Manager Tony La Russa defends bullpen after Sox relievers struggle in 4-3 loss to Royals

Michael Kopech and Codi Heuer were strong, but Liam Hendriks blew a save and Aaron Bummer also gave up a run.

SHARE Manager Tony La Russa defends bullpen after Sox relievers struggle in 4-3 loss to Royals

Liam Hendriks wipes his face during Sunday’s game.

AP Photos

Manager Tony La Russa insisted Sunday that the White Sox’ bullpen is a strength.

Once again, the results didn’t bear that out.

Closer Liam Hendriks blew a save in his Sox debut at Guaranteed Rate Field when he allowed a home run to Carlos Santana in the ninth inning after Aaron Bummer had yielded a run in the eighth.

The Royals then pushed across the winning run in the 10th when Garrett Crochet fielded a bunt by Andrew Benintendi but spiked the throw home, allowing Michael A. Taylor to score from third in a 4-3 victory.

The Sox’ bullpen, which was expected to be one of the best in the American League, hasn’t lived up to the billing. Hendriks couldn’t hold the 3-2 edge he got after pinch hitter Adam Eaton hit a two-run homer in the eighth.

La Russa, however, disagreed with the idea it hasn’t been a strength. He mentioned the exploits Sunday of relievers Michael Kopech and Codi Heuer and defended Hendriks after Santana hit a 96.5 mph fastball over the fence in center.

‘‘You can take an incident here or there where they haven’t been perfect, but we had a couple of chances with a runner on third and didn’t get a run,’’ La Russa said. ‘‘The team gets beat. The bullpen is outstanding, a real strength.’’

Kopech, in his first home outing since Sept. 5, 2018, was dominant again. In 2 1/3 perfect innings, Kopech struck out three and kept his ERA at 0.00. He also showed again that he’s transitioning well to his bullpen role, even though it might not be permanent.

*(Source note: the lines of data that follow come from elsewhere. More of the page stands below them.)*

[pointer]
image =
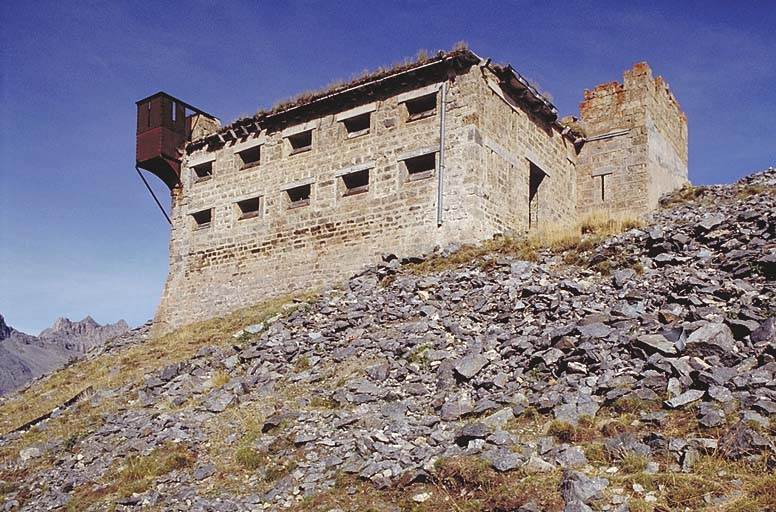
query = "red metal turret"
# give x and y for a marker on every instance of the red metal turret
(164, 127)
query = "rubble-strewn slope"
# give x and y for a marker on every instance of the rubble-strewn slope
(631, 373)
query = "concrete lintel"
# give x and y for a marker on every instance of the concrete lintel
(417, 93)
(608, 135)
(417, 152)
(501, 151)
(250, 143)
(201, 159)
(354, 168)
(298, 183)
(537, 162)
(353, 112)
(602, 171)
(243, 197)
(299, 128)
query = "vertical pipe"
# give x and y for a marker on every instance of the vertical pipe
(441, 173)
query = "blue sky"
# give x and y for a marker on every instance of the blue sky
(79, 234)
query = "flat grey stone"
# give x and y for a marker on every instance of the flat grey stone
(470, 365)
(202, 472)
(657, 343)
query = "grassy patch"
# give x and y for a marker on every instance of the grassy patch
(584, 431)
(568, 241)
(136, 475)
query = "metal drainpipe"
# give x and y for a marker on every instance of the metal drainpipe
(441, 175)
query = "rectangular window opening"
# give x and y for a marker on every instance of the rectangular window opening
(358, 125)
(356, 182)
(299, 196)
(250, 157)
(603, 187)
(203, 172)
(418, 108)
(420, 167)
(301, 142)
(249, 208)
(202, 219)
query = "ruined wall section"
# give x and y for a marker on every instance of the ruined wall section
(239, 262)
(512, 138)
(636, 148)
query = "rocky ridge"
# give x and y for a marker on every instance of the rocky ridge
(24, 357)
(601, 376)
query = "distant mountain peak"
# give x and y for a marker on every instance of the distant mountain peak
(5, 331)
(23, 357)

‘‘I’m going to continue getting used to it as the season goes on and getting used to using my arm a lot more on a little bit shorter rest,’’ said Kopech, who was applauded by the crowd of 7,695 as he entered the game. ‘‘But if they needed me to go three [innings], I would go three. If [La Russa] needed me to go 10, I would go 10. It’s just the mindset we kind of have as pitchers.’’

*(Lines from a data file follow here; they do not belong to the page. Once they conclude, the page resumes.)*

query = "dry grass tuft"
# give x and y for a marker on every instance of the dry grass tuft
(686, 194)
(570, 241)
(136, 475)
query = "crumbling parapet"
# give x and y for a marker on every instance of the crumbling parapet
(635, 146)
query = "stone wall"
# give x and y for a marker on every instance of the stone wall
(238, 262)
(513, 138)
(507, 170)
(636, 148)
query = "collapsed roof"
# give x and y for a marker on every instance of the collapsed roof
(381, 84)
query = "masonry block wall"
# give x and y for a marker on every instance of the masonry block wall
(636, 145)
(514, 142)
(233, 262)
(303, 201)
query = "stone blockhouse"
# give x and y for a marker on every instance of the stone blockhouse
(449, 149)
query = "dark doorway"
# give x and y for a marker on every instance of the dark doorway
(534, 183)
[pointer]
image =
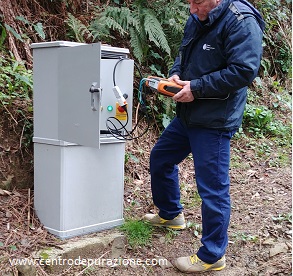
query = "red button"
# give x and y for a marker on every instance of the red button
(121, 109)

Starter Dylan Cease needed 90 pitches to get through 4 2/3 innings, allowing one run and four hits, striking out six and walking three. He said his trust in the bullpen isn’t wavering, either.

‘‘Those guys are nasty,’’ Cease said. ‘‘Baseball’s one of those games where things end up evening out, so we have full faith in the bullpen, for sure.’’

Updates on Anderson, Engel

General manager Rick Hahn said it’s realistic for shortstop Tim Anderson (strained left hamstring) to return from the injured list this week. Anderson went on the 10-day IL on Wednesday, retroactive to April 5.

As for outfielder Adam Engel (strained right hamstring), Hahn said he’s progressing but on a slower path than Anderson. Though he cautioned it might be premature, Hahn said he would project Engel’s return more for the next homestand.

Left out

The Sox’ 17-game streak of victories against left-handed starters ended Sunday, one short of tying the 2004-05 Braves for the major-league record.